На рынке подошел Дорофей. Именины завтра в полдень, быть всем и трезвым. Сразу появилось желание прийти сильно пьяными всем. Молодцам эту шутку решил не говорить — неизвестно как воспримут. Спросил, что у них поют для именинника. Оказалось, такой единой песни нет. Велел поэту до завтра написать и отправил домой заниматься. Хорошо было бы вставить имя Дорофей.
Певец освоил еще одну песню. У фокусника движения пока нет. К обеду подошел один из вчерашних скоморохов. Минут тридцать послушал, спросил кто пишет песни. Узнав, стал звать меня влиться в их коллектив. Ребята глядели с постными лицами. Я отказался. Сказал ему, что есть еще парень, который пишет стихи.
— Может с вами пойдет?
— А где он?
— Завтра будет. — Спросил его, — может у нас что не так по сравнению с вами? Мы-то этом деле недавно.
Профессионал немножко подумал и сказал:
— Одеты вы неярко. На нас глядя, у народа сразу внимание появляется. Многие на бубенчики уже улыбаются. Шуток у вас нет, народу скучновато. А у нас и сценки смешные есть. Церковь нас за что не любит? И попы иной раз в числе действующих персонажей бывают. Не приплясываете.
Скоморох пообещал подойти завтра, простился и ушел.
Я, чтобы подумать, поставил петь молодого. Игра на домре мне думать только помогала. Одежду мы разом не сменим — просто нет денег. Хотя кому-то, пока одному, можно сделать бубенчики на шапку. Пока не пришивать, а как-то прикрепить.
С шутками похуже. Я местных реалий толком не знаю, может парни чего выдумают. Хотя можно рассказать какой-нибудь анекдот, которых я знаю массу.
Насчет приплясываний надо спросить у ребят, или пойти поглядеть, как это делают скоморохи. Подобрал ветхозаветный анекдот и решил попробовать немедленно. По реакции народа пойму, можно ли эту идею использовать. Песня окончилась. Вышел вперед, привлек к себе внимание коротким проигрышем из Барыни, и начал говорить:
— В одной семье жил немой мальчик. Слышал вроде хорошо. Как-то вечером подошел к отцу и сказал: там в калитку кто-то стучит, а собака молчит, спит, наверное. Что же ты семь лет молчал? Повода говорить не было.

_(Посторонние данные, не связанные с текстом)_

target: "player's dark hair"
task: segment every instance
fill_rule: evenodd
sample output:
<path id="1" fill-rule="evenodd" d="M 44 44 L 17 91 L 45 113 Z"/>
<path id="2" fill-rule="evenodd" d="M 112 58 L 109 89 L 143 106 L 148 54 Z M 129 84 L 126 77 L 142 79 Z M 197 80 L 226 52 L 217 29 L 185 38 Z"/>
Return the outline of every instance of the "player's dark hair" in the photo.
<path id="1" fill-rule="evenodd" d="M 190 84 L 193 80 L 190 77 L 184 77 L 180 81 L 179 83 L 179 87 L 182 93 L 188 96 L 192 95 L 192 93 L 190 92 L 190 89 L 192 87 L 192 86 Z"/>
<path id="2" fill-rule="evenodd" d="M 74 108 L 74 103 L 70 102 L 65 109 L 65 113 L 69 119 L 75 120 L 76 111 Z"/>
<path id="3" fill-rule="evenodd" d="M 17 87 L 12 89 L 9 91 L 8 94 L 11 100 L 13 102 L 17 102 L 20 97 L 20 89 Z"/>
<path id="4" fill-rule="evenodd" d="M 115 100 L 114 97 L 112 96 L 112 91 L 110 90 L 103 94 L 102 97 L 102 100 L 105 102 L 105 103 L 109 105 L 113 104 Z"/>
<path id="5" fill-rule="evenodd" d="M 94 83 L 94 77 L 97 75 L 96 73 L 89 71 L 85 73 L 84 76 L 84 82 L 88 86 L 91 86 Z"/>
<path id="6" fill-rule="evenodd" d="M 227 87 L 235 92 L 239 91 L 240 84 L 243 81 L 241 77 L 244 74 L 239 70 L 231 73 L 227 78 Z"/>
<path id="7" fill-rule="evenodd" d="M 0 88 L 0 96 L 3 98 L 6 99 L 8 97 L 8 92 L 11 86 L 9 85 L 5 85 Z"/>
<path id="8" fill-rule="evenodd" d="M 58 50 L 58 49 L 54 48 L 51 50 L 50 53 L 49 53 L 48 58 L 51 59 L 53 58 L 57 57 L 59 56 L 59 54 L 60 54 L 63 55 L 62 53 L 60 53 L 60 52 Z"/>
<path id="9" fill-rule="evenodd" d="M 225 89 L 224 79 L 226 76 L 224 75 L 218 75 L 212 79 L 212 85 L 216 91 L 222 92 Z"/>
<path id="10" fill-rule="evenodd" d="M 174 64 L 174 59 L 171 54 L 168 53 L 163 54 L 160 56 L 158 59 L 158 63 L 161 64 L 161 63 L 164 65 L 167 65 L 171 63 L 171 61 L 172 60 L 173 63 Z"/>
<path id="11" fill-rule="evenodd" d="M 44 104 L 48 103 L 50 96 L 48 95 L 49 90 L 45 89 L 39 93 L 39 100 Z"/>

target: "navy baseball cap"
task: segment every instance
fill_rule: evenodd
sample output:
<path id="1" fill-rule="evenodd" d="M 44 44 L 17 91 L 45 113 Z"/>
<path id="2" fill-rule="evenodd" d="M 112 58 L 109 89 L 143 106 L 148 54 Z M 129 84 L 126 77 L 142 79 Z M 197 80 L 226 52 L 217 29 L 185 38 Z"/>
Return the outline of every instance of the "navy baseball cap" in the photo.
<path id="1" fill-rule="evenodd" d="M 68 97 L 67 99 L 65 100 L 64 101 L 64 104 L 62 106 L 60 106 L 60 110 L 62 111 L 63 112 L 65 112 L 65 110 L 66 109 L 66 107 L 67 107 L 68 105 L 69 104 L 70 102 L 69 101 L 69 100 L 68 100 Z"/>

Народ хохотал от души, мои не отставали. Слышались крики: еще, давай еще! Подождав, пока смех уляжется, рассказал еще парочку. Эффект был тот же. Метод был действенный. Стали петь дальше. Перед обедом, когда шли в корчму подешевле, подальше от рынка, молодежь галдела:
— Мастер, какие у тебя смешные короткие истории! Мы таких и не слышали.
Я шел и думал: и денег дали побольше.
— А у вас есть кто-то с забавными шутками?
Показали на Егора. Рассказал народу идею с колокольчиками. Парни одобрили. Двое сказали:
— Пришьем хоть завтра.
— А где их взять? В церкви, может, надо будет воровать?
Замахали руками: окстись, старинушка! После обеда покажем.
Спросил насчет умения плясать.
— Да все умеем.
Остановился, начал играть.
— Показывайте.
Действительно, получалось у всех сносно.
— Будете делать так кто-нибудь один на каждой песне. Играть в это время не будете. Егор будет командовать.
После обеда зашли и купили два колокольчика. После того, как отпели, отплясали и рассказали еще три раза по два анекдота, я поделил большую, чем обычно сумму, и мы разошлись.
У дверей калитки меня встретил Игорь, провел в дом. Я с напряжением ждал, что он скажет по поводу вчерашней беседы. Возможны были варианты. Он мог просто выслать меня из дома и своей жизни, начать беседу о будущем, мне не интересную и тому подобное. Однако мужчина повел себя иначе.
— О вчерашнем — не будем пока говорить. Сегодня начнем пытаться будить в тебе ведуна. Если у меня не получится, пойдешь к остальным двоим умельцам. Разбудить не выйдет — целителя из тебя не будет. У нас многие так прошли. Ну что же, что будет, то и будет. Ты ел после работы?